If you feel disturbed by the market’s volatility, it may be a clear signal of a problem that is common among investors: Your risk tolerance is not properly matched to the investments in your portfolio. For example, the amount of risk in a conservative investor’s portfolio could have unknowingly creeped up far more than he/she thinks. The rising market has a knack for luring investors to chase after higher and higher gains, causing them to lose track of the increasing risks they are taking on. Many investors’ actual tolerance to risk has therefore not been tested – until now.
So, investors who now realise their portfolios give them sleepless nights should reduce their portfolios’ risk to a level that they can tolerate better.
Investing for the Short Term?
And what if you have entered the market hoping to make short-term gains? In this case, the question to ask yourself is, “What’s your Plan B?”
Many short-term investors have a Plan A, which is to plunge into the market, make money quickly and pull out – but they don’t have a Plan B, which should be activated when the invested asset moves against the speculator after he/she commits to it.
Anyone playing the short-term game should have an alternative in mind when things don’t go their way. While long-term investors can afford to hold onto losses and ride through cycles, short-term investors, as the name suggests, only expect to be in the market for a short time. Without a Plan B, investors may end up holding for an uncomfortably longer time what was supposed to be a short-term investment.
If you’re a short-term investor and you have been caught out by the recent sharp decline, you should put a Plan B in place. Among those who have a Plan B, a common one would involve deciding on a “stop-loss level” and planning what to do if that level is breached.
For example, when a portfolio’s losses reach 15%, Plan B could mean moving 75% of the portfolio into a safer investment, leaving only 25% exposed to further market gyrations. The investor can then further plan on when to get back in again to hopefully recoup the losses.
Without such a plan, many investors will continue to make the all too common mistake of “I’ll wait for prices to recover” – they could end up “holding the baby” at the top of the cycle.
- Carry On
Be it to ride out market swings or to stop loss, your actions should be well thought through.
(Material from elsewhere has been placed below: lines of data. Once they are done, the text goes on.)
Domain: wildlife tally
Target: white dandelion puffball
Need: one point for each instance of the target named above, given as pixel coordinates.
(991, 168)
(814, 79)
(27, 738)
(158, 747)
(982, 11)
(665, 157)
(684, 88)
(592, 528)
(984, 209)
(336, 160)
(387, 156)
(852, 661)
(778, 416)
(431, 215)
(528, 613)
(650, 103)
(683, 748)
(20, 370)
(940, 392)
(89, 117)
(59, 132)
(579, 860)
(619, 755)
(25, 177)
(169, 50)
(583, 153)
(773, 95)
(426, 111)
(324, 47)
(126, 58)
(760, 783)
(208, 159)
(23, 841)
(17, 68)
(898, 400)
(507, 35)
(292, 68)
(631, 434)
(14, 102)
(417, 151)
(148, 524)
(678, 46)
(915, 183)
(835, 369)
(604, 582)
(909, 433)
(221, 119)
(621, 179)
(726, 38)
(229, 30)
Ideally, they should not be knee jerk reactions. Every impulsive act could make you worse off and pile up into a heap of unfavourable outcomes, which could eventually overwhelm you. On the other hand, there are investors who may suffer from “investor paralysis” – they don’t do anything, hoping that the pain will go away miraculously. Inaction due to such paralysis is equally ill-advised.
We hope that the above pointers are helpful. Always remember that making a loss is part and parcel of investing. What sets a savvy investor apart from a non-savvy one is that the former takes losses in his/her stride and has a pre-formed strategy to face unstable market movements.
Important: The information and opinions in this article are for general information purposes only. They should not be relied on as professional financial advice. Readers should seek independent financial advice that is customised to their specific financial objectives, situations & needs.